It’s a wonderful animated version of Noam Chomsky’s thesis from “Manufacturing Consent”[amazon] narrated by Amy Goodman. It’s all compressed down to 5 minutes, which is pretty impressive.
I’m sure it’s no coincidence that the image at 3:54 – flack machines diverting attention toward a common enemy – looks eerily familiar.
To fit into 5 minutes, Chomsky’s analysis is dramatically simplified and it relies heavily on vigorous assertion. In that sense, it’s also a propaganda-piece – and it’s being distributed by Al Jazeera, a propaganda mouthpiece, on youtube, a propaganda vehicle. I do think, however, that it’s a legitimate critique of the “mainstream media” – which seems to divide between “in favor of corporatism” (advertising) and “in favor of the establishment” (will kowtow for access) – except, of course, for the ones that are both.
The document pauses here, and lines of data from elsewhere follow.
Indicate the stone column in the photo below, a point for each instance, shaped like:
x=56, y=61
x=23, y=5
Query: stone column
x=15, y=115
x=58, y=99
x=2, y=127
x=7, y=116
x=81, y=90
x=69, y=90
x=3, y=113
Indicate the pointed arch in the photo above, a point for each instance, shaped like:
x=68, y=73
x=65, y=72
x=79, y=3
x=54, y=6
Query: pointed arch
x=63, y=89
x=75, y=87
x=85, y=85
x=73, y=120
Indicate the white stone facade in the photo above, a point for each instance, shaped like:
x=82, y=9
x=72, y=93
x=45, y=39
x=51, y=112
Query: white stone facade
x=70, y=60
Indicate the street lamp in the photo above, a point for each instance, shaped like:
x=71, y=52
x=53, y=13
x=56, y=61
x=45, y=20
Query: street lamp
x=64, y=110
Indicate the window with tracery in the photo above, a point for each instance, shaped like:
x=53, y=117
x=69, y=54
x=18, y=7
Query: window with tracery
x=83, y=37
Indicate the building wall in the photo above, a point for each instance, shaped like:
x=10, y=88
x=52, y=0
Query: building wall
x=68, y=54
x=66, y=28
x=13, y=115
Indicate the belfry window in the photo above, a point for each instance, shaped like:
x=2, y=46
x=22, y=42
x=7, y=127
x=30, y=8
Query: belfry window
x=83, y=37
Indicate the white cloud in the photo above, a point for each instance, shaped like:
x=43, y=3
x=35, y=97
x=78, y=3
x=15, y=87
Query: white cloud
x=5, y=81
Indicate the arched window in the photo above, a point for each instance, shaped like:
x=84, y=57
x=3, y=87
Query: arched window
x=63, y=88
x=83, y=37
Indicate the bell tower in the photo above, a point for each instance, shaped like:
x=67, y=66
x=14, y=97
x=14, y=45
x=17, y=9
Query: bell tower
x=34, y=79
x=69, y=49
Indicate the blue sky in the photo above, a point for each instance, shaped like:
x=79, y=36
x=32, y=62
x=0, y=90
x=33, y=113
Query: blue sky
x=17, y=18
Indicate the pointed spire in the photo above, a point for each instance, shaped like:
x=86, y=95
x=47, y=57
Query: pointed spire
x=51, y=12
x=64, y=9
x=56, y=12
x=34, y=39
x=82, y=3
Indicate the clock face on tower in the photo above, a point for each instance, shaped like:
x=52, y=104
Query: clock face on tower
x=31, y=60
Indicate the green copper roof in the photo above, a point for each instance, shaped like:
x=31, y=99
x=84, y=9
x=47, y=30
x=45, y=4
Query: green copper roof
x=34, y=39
What Chomsky describes is not a conspiracy; there is no “deep state” that is controlling the media – it’s what I call an “emergent conspiracy” – a combination of what happens where shared interests and a desire to get things done result in a push in a general direction. Once the push starts to succeed, it is reinforced because “see? that worked!” Looking at it from the outside, you can see how everyone appears to be taking advantage of the situation and coordinating their actions, but really its perceived self-interest interacting with other perceived self-interests to create what can, sometimes, appear to be very focused and organized. I doubt that anyone in major media outlets (except perhaps FOX) wakes up and thinks “another day of downplaying political disasters in order to maintain my access!” – they convince themselves that in order to maintain their access they have to do a few things: but their access is what gives them power and losing access lessens them. Of course, that same dynamic, from the side of the politician, works the same way – it’s what Chuck Spinney calls “a self-licking ice cream cone.”